The native titlebar is not supposed to be visible at all and the header (Search, Playlist, CRT, Settings, ultraSID logo and window controls) are supposed to be 32 pixels higher up.
All mouse coordinates received are offset by the titlebar border thickness (so like 20-30 pixels in the Y-direction, and maybe 4-5 pixels in the X-direction).
When removing the setDropShadowEnabled ( false ); call everything looks as its supposed to.
Yes, the system corners and drop shadow can only be enabled/disabled simultaneously (well, as far as I can tell). If you want the system to round the window corners, then you need to leave the drop shadow enabled.

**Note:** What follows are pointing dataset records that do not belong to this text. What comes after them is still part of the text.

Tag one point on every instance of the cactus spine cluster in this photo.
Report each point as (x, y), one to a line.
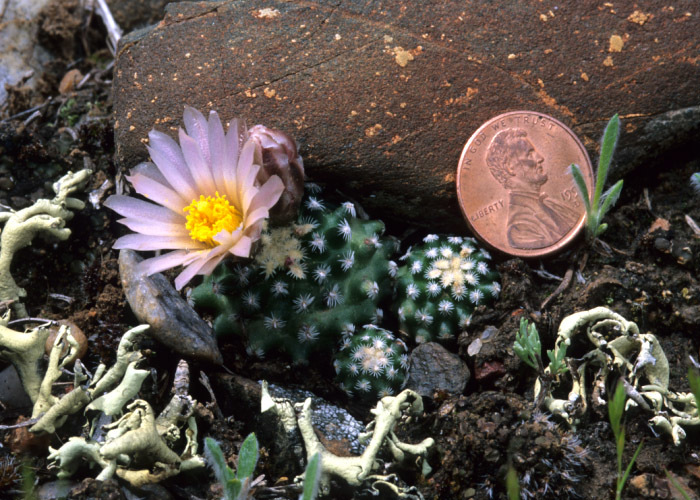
(440, 283)
(320, 283)
(309, 281)
(370, 362)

I don’t think there’s really any downside to this; the drop shadow in Windows 11 seems very fast and it looks nice, too.
To avoid ambiguity, the drop shadow for opaque JUCE windows is now provided by the OS on both Windows 10 and 11. This means it should look a bit nicer and perform better than the old JUCE drop shadower. A disadvantage of this approach is that the same app will have different shadows on Windows 10 and 11; an advantage is that on any given system, shadows in JUCE apps should appear consistent with shadows of other apps.
I 100% agree. I just wanted to point it out. I originally turned the shadow off because it was square, which didn’t look great with a rounded window, and it caused the content of the window to flicker when resizing. The flicker was resolved with a prior commit a few weeks ago, and now that the OS draws the shadow, there is no reason to turn it off anymore.